Write this on a blackboard 100 times.
Before I get into this subject, I need to acknowledge something personal. Today is May 3rd. My daughter Casey would’ve been 23 today. It’s one of the two toughest days of the year for me. I went to her memorial bench with her dog Igor to lay some tulips and a can of Diet Dr. Pepper, her favorite drink. Casey is the inspiration for this blog.
Now back to assessment, and remember I speak as a layperson. This is the starting point for proper care. You can’t address the problem until you know what the problem is, whether it’s attachment, abuse, drugs, bipolar or any of the other hosts of disorders. So many times they all look alike, and often times confused with “normal” behavior.
Not one of the professionals we talked to about Casey suggested any kind of psychological assessment. It had to be a behavioral thing dealt with by discipline.
The importance of assessment struck me when I interviewed Dr. Ray Kinney, a Director and Staff Psychologist of Cornerstone Counseling in Wisconsin.

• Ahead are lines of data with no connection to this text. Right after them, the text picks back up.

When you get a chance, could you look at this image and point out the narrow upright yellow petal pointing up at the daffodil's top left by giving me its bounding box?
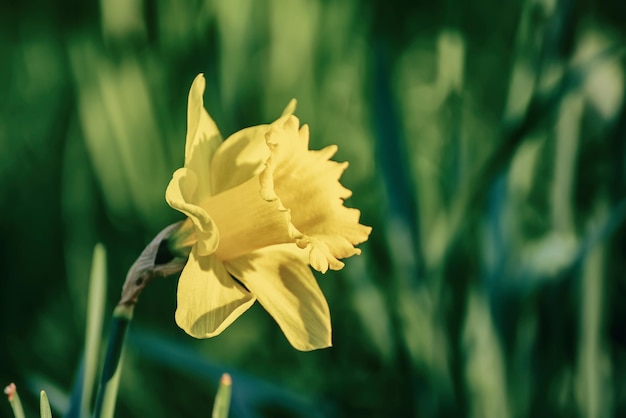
[185,74,222,199]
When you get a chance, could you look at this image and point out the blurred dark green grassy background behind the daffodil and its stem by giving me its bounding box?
[0,0,626,418]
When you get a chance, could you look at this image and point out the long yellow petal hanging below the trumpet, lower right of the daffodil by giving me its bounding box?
[225,244,332,351]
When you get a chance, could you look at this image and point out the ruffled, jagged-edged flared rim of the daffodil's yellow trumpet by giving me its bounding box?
[261,116,371,273]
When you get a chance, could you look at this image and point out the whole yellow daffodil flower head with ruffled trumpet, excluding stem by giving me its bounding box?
[166,74,371,350]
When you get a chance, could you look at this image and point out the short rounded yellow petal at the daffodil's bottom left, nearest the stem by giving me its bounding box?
[176,248,254,338]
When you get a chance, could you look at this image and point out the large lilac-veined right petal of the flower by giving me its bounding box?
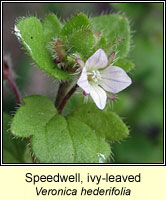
[100,66,132,93]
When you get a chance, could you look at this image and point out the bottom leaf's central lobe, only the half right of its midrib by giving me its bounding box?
[67,117,110,163]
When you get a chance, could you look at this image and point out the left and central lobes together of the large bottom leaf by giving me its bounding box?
[11,95,110,163]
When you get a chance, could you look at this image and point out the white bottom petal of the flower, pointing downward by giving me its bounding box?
[90,85,107,110]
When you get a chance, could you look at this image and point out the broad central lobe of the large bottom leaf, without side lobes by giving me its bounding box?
[31,115,110,163]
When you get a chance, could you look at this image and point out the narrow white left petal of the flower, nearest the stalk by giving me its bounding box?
[77,67,90,94]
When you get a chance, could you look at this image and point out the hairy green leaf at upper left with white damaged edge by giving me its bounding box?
[15,15,69,80]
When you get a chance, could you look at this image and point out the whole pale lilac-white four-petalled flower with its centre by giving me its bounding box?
[77,49,132,110]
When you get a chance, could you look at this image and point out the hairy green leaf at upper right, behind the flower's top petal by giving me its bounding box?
[91,14,130,58]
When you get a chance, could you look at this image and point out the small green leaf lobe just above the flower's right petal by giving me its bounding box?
[113,59,135,72]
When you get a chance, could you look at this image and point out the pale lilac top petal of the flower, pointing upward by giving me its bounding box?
[85,49,108,71]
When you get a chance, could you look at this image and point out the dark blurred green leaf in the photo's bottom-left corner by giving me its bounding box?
[3,113,27,163]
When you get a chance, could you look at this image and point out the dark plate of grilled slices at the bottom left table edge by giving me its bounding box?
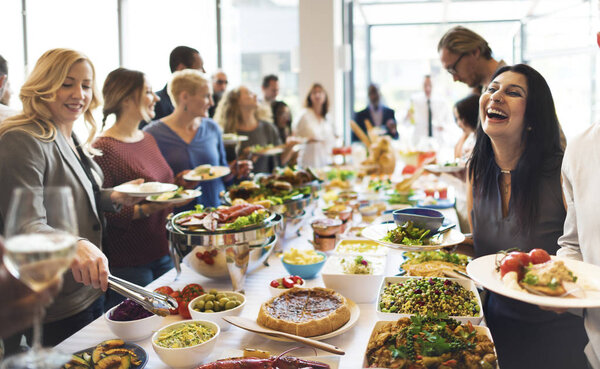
[61,339,148,369]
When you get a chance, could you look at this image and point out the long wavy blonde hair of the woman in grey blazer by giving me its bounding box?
[0,49,101,153]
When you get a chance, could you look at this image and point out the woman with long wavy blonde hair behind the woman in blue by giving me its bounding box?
[215,86,297,173]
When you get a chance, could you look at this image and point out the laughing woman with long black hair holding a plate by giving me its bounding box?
[467,64,587,369]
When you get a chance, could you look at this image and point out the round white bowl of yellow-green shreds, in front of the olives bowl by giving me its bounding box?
[152,320,221,369]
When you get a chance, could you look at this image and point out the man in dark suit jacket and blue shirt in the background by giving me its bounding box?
[352,83,398,142]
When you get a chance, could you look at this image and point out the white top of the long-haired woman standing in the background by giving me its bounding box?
[294,109,335,168]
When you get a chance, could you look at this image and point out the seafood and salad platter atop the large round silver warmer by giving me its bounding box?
[171,204,275,233]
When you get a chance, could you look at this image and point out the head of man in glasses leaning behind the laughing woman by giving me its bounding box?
[438,26,506,94]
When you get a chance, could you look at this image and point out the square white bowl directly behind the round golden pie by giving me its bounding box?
[321,255,386,304]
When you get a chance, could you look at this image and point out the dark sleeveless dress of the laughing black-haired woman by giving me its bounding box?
[471,156,587,369]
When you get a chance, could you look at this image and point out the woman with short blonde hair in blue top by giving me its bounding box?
[144,69,249,208]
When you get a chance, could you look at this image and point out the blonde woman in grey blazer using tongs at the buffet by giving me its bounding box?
[0,49,141,351]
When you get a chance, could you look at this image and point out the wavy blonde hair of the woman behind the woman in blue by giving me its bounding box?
[214,86,273,133]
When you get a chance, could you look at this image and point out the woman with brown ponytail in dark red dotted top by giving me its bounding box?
[93,68,189,309]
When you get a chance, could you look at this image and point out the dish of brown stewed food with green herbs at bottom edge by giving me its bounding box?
[362,316,497,369]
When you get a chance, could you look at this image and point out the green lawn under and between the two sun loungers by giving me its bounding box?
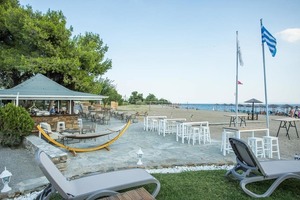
[49,170,300,200]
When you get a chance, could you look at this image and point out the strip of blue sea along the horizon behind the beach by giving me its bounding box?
[177,104,300,114]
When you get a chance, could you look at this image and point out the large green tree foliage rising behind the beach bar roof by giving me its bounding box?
[0,0,112,94]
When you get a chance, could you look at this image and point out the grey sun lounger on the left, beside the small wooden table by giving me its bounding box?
[35,151,160,200]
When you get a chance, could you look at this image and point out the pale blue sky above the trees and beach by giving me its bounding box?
[20,0,300,103]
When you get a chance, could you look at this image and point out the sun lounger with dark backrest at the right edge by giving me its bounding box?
[226,138,300,198]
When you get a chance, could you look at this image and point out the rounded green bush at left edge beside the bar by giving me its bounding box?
[0,103,34,147]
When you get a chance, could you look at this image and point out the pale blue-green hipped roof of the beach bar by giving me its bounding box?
[0,74,107,100]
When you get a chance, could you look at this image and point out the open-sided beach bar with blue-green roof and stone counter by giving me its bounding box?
[0,74,107,131]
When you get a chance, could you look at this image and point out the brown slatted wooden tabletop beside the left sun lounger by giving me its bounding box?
[101,188,155,200]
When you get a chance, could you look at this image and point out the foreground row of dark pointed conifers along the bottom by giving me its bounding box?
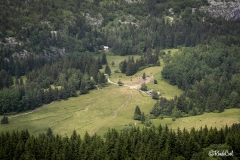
[0,124,240,159]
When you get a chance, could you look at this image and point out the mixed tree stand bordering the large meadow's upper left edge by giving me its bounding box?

I stumbled upon him while watching a PBS series called This Emotional Life where he was featured working with a teenage boy adopted from Russia. I was so moved by the program that I reached out to him online and he actually called me! We had a great hour-long conversation.
I learned that he and his wife were both therapists and parents of two adopted Russian children. As they tried to unravel their children’s unusual behaviors as professionals, it became their life work – helping others. This was a common theme I picked up from many of my interviewees – they were almost all adoptive parents or adoptees.

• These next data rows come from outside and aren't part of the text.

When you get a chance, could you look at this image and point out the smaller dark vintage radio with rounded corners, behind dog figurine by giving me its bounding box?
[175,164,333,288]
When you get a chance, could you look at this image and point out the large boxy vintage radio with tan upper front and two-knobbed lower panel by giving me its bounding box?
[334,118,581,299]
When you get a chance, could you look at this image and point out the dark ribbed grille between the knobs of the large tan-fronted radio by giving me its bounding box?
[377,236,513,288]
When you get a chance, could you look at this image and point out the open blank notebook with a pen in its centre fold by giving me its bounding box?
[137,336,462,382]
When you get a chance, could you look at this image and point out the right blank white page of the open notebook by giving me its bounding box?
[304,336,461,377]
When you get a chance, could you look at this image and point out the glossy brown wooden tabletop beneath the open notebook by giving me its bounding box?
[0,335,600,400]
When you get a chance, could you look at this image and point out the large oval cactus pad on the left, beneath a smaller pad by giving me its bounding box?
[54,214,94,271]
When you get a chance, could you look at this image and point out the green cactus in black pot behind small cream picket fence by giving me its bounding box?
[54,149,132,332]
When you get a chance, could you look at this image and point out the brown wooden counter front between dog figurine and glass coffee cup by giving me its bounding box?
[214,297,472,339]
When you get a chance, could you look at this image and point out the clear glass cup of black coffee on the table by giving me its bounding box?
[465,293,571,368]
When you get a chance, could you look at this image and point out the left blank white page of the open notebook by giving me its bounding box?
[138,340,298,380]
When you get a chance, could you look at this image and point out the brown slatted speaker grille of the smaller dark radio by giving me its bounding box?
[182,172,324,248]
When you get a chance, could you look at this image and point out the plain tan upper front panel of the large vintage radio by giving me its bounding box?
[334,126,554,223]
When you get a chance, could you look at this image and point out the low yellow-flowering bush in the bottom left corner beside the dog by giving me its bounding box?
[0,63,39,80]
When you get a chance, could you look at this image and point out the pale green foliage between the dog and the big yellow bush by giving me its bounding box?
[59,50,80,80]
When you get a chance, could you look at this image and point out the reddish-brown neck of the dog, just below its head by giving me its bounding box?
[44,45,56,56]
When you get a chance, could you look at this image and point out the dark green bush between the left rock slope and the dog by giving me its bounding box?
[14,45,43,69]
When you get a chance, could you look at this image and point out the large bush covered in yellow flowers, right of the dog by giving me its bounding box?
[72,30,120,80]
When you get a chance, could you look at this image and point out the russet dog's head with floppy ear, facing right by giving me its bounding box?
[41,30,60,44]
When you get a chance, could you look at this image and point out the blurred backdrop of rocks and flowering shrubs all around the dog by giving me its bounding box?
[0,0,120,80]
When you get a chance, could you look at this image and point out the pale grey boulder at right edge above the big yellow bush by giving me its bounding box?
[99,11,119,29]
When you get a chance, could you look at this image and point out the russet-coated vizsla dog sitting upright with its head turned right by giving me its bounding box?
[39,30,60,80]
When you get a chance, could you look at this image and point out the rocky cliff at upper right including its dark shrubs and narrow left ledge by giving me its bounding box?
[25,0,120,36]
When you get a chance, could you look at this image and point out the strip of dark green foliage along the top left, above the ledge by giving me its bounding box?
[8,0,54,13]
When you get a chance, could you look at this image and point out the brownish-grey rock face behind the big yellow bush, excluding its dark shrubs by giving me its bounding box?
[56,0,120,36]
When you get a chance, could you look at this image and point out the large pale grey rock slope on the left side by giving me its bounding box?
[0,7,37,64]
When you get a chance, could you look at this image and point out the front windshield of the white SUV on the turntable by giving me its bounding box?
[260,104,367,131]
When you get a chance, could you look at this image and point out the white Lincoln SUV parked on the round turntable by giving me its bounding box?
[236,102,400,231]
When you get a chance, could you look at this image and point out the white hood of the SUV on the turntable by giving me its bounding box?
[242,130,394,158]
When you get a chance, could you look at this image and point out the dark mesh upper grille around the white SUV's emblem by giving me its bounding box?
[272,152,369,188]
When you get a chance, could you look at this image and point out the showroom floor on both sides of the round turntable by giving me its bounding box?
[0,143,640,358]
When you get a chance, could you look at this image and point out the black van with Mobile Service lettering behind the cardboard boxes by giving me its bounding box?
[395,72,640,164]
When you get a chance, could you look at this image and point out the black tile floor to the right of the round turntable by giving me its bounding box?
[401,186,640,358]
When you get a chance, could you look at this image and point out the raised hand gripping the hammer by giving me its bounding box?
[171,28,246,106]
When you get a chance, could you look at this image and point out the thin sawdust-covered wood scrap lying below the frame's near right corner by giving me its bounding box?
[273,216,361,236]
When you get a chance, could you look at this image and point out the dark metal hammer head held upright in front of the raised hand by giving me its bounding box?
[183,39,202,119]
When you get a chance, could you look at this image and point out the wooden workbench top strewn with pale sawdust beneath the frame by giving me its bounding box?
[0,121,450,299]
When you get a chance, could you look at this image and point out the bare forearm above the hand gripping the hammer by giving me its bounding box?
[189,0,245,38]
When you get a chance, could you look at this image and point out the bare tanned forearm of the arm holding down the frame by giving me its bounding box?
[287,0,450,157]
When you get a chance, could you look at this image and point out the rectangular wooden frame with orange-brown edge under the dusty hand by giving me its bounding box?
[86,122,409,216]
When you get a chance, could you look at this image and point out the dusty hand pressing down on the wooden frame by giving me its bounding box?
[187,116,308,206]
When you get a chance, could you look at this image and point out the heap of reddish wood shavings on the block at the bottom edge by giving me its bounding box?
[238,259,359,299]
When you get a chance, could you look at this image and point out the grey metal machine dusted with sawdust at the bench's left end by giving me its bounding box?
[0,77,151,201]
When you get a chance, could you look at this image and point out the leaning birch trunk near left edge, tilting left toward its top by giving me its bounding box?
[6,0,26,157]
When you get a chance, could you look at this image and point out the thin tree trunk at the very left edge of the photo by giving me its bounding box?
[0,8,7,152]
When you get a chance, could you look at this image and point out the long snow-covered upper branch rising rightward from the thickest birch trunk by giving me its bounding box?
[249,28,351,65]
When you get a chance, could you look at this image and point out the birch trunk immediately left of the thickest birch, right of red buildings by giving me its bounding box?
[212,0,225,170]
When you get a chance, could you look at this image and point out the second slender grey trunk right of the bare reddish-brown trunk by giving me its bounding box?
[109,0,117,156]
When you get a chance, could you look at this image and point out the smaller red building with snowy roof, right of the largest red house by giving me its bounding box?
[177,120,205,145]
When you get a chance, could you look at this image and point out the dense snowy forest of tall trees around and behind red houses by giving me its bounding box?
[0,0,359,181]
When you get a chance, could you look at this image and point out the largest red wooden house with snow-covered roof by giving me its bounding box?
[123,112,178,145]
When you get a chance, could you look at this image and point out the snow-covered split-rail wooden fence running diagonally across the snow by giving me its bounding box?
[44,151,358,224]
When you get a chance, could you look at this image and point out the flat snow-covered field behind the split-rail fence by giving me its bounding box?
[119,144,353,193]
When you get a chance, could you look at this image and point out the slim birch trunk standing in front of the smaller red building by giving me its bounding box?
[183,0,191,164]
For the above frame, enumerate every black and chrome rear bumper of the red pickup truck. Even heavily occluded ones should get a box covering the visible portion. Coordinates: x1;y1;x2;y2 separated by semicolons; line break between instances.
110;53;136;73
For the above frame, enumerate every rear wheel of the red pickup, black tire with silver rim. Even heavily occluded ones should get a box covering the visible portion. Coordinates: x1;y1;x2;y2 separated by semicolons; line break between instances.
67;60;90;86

Dr. Kinney had spent over thirty-five years in clinical practice working with a wide range of abused and deprived children in the protective service and foster care systems. His cases numbered in the hundreds. He spoke to me not only about the importance of an accurate assessment but the ability to diagnose children who’d lived in orphanages beyond just attachment issues, a crucial prerequisite to determining an appropriate intervention strategy.
In addition to the effects of institutional deprivation, he claimed that these children might have also suffered abuse, malnutrition or in utero exposure to alcohol or drugs, any of which could have a profound impact on their ability to attach and trust. But an accurate diagnosis was too often compromised by the lack of training among mental health professionals. To the untrained eye, all of these disorders could look the same, resulting in inappropriate treatment.
He said: “All these things come together when you hold in your professional mind that you’re sitting with a child who has loss, deprivations, possible abuse, malnutrition, possible in utero exposure to alcohol or drugs, and how does that affect the child’s ability to attach and trust these parents?”